しかし浜寺公園駅は数年前に現役の駅としての役割を終えて、今では保存建築として移設されています。

東京の原宿駅も洋館駅ですが、小窓はついてないようです。

電話ボックス中には自働電話があります

そして萩駅を萩駅たらしめているのが、白壁の柱と梁がミント色に彩色されていることです。

普通は柱や梁は壁の中に隠してしまうのですが、日本の木造建築のように露出しています。

そしてそれを薄緑色で彩色していることで、メルヘンチックな雰囲気が良く出ているのです。

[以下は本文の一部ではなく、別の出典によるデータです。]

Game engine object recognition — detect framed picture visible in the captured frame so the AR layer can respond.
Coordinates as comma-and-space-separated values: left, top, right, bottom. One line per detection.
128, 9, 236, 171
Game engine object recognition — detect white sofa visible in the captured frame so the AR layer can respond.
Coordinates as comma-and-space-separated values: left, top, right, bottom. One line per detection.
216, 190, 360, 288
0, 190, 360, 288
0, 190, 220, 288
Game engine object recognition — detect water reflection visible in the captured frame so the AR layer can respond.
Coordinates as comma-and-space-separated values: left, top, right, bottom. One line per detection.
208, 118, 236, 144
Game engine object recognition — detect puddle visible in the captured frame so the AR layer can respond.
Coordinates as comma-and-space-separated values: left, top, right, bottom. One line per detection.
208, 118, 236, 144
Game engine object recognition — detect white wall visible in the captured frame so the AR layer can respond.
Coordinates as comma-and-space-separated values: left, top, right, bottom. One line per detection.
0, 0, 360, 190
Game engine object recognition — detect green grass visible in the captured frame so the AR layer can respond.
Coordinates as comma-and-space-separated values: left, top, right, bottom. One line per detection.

鉄道開設時当初の鉄道は市街地の端を走ってひかれていることが多いです。

これは昔は電車じゃなく汽車だったために、黒煙の被害を嫌ったためですね。

このため萩駅もはずれにありますが、近くには萩毛利藩の菩提寺である大照院も歩いていける距離にありますしバスも走っています。

萩をお越しの際は萩駅を訪れてみてください。

ホームに収まり切らない観光列車「瑞風」の威容

さて、こんな普段は歴史の建造物のような建物が現役の顔を取り戻すのが観光列車が停車する週末の一時です。

普段は2両編成のワンマン列車しか止まらないのですが、この日は10両編成の最新観光列車「瑞風(みずかぜ)」が止まります。

編成は客車が6両、展望車が両先端の2両、ラウンジ車が1両、食堂車が1両となっています。

客車はスイーツ、ロイヤルツイン、ロイヤルシングルの3クラスとなっており、定員は34名です。

内装はもちろん見れませんが、アールデコ調を基調とした優雅なものです。

わずか34名のためにこれだけの車両を用意するというのがどれだけぜいたくなことかわかります。

まさにJR西日本がプライドをかけて送り出してきた日本の観光列車だと思います。

瑞風は走るホテルのようなものなので、スピードを出さないで良い分車体は大きいです。

このため先頭車から最終車までホームを簡単にはみ出しています。

でも問題ありません。

というのも乗降客はわずかに34名、通勤列車と違ってすべての車両から乗り降りする必要はなく、真ん中の乗り降り専用車両を使えばいいからです。

その際、通常時は閉じられている専用の通行口がこの時だけは開かれて、基本的には瑞風のお客さんのみがここを通ることができるのです。

元々萩駅は一等車のお客さんの部屋とそれ以外の部屋に分かれていました。

今でも空港にはラグジュアリー客のための専用ラウンジがありますが、あれと同じようなものです。

萩駅のカメラ撮影の良いところは上の画像にあるホームをつなぐ架橋から撮影ができることにありますが、車両の高さが一般車とは明らかに違います。

ところで萩では瑞風のお客さんは東萩駅で降りてバスに乗り換えた後、市内を観光した足で再び萩駅に乗りこむというルートになっています。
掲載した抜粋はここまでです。